Technical information
- Licensing authority: FCC
- Facility ID: 14753
- Class: C
- ERP: 100,000 watts
- HAAT: 326 meters (1,070 ft)
- Transmitter coordinates: 41°18′34″N 105°27′11″W﻿ / ﻿41.30944°N 105.45306°W

Links
- Public license information: Public file; LMS;
- Webcast: Listen live
- Website: y95country.com

= KCGY =

Radio station in Laramie, Wyoming

KCGY (95.1 FM) is a radio station broadcasting a country music format. Licensed to Laramie, Wyoming, United States, the station serves Laramie and nearby Cheyenne. The station is currently owned by Townsquare Media and features programming from Westwood One.

The station is the FM flagship for Wyoming Cowboys football and basketball; games are simulcast with sister station KOWB.

KCGY FM was originally put on the air by Curt Gowdy.

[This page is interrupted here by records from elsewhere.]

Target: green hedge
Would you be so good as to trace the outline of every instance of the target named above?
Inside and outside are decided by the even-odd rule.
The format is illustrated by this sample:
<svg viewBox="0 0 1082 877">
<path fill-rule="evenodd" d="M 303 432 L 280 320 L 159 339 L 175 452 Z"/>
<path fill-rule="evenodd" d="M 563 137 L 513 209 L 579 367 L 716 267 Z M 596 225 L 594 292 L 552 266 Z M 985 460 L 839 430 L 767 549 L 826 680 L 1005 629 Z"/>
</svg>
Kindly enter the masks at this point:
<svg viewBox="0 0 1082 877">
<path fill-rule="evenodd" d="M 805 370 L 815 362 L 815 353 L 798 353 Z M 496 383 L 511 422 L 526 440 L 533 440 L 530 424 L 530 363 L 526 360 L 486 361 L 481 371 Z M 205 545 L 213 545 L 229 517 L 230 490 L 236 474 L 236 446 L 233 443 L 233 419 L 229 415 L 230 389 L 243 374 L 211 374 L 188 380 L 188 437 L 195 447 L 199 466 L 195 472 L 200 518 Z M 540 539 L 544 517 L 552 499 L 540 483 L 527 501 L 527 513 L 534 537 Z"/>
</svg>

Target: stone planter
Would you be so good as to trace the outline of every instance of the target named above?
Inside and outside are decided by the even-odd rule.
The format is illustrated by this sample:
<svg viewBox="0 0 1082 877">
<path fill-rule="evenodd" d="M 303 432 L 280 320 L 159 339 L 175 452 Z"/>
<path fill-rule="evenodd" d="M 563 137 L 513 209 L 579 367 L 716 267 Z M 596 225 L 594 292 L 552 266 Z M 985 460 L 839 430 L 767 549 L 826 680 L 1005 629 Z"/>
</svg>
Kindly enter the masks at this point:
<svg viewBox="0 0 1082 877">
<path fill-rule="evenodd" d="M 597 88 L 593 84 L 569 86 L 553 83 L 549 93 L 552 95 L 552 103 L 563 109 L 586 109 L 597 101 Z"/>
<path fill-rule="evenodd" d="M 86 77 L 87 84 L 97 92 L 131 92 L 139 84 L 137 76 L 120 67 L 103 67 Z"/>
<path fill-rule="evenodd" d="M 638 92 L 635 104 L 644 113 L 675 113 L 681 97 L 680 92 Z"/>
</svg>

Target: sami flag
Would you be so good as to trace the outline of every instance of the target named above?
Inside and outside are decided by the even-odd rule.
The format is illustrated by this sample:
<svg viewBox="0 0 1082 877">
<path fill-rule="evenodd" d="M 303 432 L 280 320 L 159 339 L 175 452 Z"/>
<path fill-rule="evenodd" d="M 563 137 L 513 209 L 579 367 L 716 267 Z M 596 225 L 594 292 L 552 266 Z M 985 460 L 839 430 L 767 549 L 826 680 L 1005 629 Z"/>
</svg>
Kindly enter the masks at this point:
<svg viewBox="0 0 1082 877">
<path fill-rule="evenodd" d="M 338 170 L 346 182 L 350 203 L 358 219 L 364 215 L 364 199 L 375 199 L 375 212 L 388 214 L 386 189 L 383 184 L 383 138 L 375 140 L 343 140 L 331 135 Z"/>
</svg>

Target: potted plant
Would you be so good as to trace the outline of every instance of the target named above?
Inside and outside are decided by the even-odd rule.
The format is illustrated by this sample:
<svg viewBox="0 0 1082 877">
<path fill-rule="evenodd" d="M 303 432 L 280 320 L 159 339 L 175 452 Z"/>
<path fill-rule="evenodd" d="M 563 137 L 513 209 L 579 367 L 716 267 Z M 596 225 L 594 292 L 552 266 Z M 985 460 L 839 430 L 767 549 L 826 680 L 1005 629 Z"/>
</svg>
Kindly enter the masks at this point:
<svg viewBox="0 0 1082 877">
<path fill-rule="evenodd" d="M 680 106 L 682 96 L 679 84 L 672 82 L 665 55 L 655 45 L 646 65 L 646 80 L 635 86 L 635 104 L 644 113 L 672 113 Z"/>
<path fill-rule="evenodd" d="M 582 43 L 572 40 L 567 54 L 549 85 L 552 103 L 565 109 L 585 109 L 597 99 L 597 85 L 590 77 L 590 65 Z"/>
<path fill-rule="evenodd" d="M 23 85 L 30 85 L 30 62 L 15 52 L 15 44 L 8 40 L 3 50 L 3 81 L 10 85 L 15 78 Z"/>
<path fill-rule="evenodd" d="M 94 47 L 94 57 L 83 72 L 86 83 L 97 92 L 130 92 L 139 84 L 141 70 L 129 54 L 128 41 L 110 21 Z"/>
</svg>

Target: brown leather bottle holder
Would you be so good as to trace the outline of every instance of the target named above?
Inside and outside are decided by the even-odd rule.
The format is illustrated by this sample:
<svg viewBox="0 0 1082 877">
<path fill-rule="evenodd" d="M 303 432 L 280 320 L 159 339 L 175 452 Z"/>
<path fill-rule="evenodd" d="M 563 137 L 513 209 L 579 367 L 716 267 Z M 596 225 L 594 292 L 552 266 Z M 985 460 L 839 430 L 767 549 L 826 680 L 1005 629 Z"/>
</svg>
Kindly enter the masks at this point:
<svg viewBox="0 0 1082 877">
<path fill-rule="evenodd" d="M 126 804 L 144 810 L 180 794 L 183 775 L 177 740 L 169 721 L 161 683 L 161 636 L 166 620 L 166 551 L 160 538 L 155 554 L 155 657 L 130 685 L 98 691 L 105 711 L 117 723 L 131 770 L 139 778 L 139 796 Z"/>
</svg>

The station's call sign, KCGY, was created using his initials (C. G.).

==History==
Gowdy, a Green River native and University of Wyoming alumnus, purchased the existing Laramie AM station, KOWB (1290 AM), in 1966.

KCGY first signed on in 1978. The station and KOWB were eventually sold by Gowdy's company in 1992. Eventually the stations were sold to what was then Clear Channel Communications, the precursor to iHeartMedia.

In January 2021, Townsquare Media consolidated its two competing Country stations in the market, making KCGY the sole dedicated Country brand for the cluster. KCGY briefly simulcast on sister station KLEN (106.3 FM) before that station flipped to a top 40 format.